Maaco did my daily. $580.00 out the door and it looks really good. Other than a little dust in the paint in some areas it looks like factory


----------



## lone star (May 22, 2003)

looks good to me.


----------



## Bigjxloc (Jan 24, 2006)

not a bad deal at all.
Maaco has thier own line of paint materials right?
Or does it vary from maaco to maaco.


----------



## KAKALAK (Mar 11, 2005)

maaco here uses ppg


----------



## Westcoastdon530 (Nov 30, 2008)

the body line on that camery doesn't look straight but still good work


----------



## hi_ryder (Jan 22, 2007)

what kind of profit margin you have on a 300 dollar paint job? ive got a ppg factory an hour from my house and the tinters are still 100 bucks a liter. paint work looks good though...


----------



## one2nv (Oct 14, 2004)

We use Dupont maaco doesn't make there own paint


----------



## one2nv (Oct 14, 2004)

*Maaco Fremont 510-745-9770 209rider's Chevy truck*

Here are some pics of layitlow member 209rider's Chevy truck in the process of getting some of the bodywork completed 
































































Stay posted more pics to come


----------



## 209rider (Apr 14, 2007)

looking great keep up the good work bro


----------



## 209rider (Apr 14, 2007)

Looks great keep up the great work


----------



## Dado (Nov 24, 2010)

Westcoastdon530 said:


> the body line on that camery doesn't look straight but still good work


Same thing I saw, that wouldn't make it at my work, but you get what you pay for and for someone looking for a low cost job you wont find much better for the money


----------



## USO562 (Nov 14, 2006)

:inout:


----------



## one2nv (Oct 14, 2004)

update on 209rider's truck


----------



## one2nv (Oct 14, 2004)

*Maaco Fremont 510-745-9770 209rider's Chevy truck*

update on 209rider's truck


----------



## clutch1 (Jun 9, 2010)

Dam how long does it take you guys to paint a car?


----------



## one2nv (Oct 14, 2004)

*not long*

we paint 5 to 6 cars a day with only one painter from 8am to 4:30pm 
on this truck we are doing a spray in bed liner and body work it will be finished by next week :thumbsup:


----------



## Westcoastdon530 (Nov 30, 2008)

lacwood said:


> Same thing I saw, that wouldn't make it at my work, but you get what you pay for and for someone looking for a low cost job you wont find much better for the money


exactly im going to school for collision repair and if i showed him that work he would have said "what the hell is this! go fix that"


----------



## one2nv (Oct 14, 2004)

the dealer only wanted us to paint over the damage not fix it we talked them into 2.5 hrs to make it look decent at least but not perfect


----------



## 209rider (Apr 14, 2007)

So any progress on the truck


----------



## one2nv (Oct 14, 2004)

Here are some pics of 209riders truck complete with spray in bedliner


----------



## one2nv (Oct 14, 2004)

*Maaco Fremont 510-745-9770 209rider's Chevy truck*

Here are some pics of 209riders truck complete with spray in bedliner


----------



## one2nv (Oct 14, 2004)

Now it just needs some wheels


----------



## 209rider (Apr 14, 2007)

Looks great o ya need the wheels


----------



## one2nv (Oct 14, 2004)

What size wheels are you going to put on?


----------



## jumper (Jan 21, 2002)

looking good


----------



## 209rider (Apr 14, 2007)

Maybe a 2-4 with some 20 on it who knows I don't drive it I have had it for 5 years and only put 1000 miles on it lol


----------



## 909cHEx909 (Jul 7, 2011)

Bed liner looks poorly done..heres one I did


----------



## thesnowgod (Mar 2, 2012)

Surprised at some of the people complaining. From what I've heard and read about Maaco, those are some DAMN good results!

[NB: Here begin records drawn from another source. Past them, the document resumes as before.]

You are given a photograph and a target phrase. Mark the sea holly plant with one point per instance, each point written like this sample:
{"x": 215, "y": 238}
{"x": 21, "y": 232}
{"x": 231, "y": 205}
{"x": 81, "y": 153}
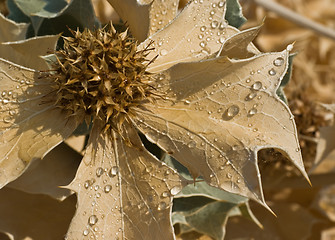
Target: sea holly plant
{"x": 187, "y": 87}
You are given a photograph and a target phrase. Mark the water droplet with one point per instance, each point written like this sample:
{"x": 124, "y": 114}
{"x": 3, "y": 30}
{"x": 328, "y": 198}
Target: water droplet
{"x": 7, "y": 119}
{"x": 114, "y": 171}
{"x": 214, "y": 24}
{"x": 165, "y": 194}
{"x": 86, "y": 232}
{"x": 92, "y": 220}
{"x": 272, "y": 72}
{"x": 88, "y": 183}
{"x": 256, "y": 86}
{"x": 289, "y": 47}
{"x": 251, "y": 96}
{"x": 221, "y": 4}
{"x": 107, "y": 188}
{"x": 231, "y": 112}
{"x": 161, "y": 206}
{"x": 163, "y": 52}
{"x": 192, "y": 144}
{"x": 175, "y": 190}
{"x": 278, "y": 62}
{"x": 252, "y": 112}
{"x": 12, "y": 112}
{"x": 100, "y": 171}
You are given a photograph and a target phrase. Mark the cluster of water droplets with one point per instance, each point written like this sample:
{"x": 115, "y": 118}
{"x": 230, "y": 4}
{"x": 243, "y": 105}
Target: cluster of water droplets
{"x": 102, "y": 182}
{"x": 208, "y": 32}
{"x": 16, "y": 89}
{"x": 161, "y": 14}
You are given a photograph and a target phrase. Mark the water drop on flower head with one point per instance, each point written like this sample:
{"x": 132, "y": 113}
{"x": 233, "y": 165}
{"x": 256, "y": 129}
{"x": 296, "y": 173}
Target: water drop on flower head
{"x": 252, "y": 112}
{"x": 161, "y": 206}
{"x": 231, "y": 112}
{"x": 256, "y": 86}
{"x": 100, "y": 171}
{"x": 163, "y": 52}
{"x": 107, "y": 188}
{"x": 278, "y": 62}
{"x": 175, "y": 190}
{"x": 272, "y": 72}
{"x": 86, "y": 232}
{"x": 113, "y": 172}
{"x": 92, "y": 220}
{"x": 251, "y": 96}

They aren't doing $5,000-10,000 restorations. They are sub-$500 paintjobs and cranking out 5 or 6 per day. Based on those pics I'd say that's damn good work. Is is basecoat/clearcoat or single stage? I just can't figure out at those prices, even with volume work, how you guys are turning a profit. Whatevr you're doing, keep it up!


----------



## The shop (Oct 16, 2011)

thesnowgod said:


> Surprised at some of the people complaining. From what I've heard and read about Maaco, those are some DAMN good results!
> 
> They aren't doing $5,000-10,000 restorations. They are sub-$500 paintjobs and cranking out 5 or 6 per day. Based on those pics I'd say that's damn good work. Is is basecoat/clearcoat or single stage? I just can't figure out at those prices, even with volume work, how you guys are turning a profit. Whatevr you're doing, keep it up!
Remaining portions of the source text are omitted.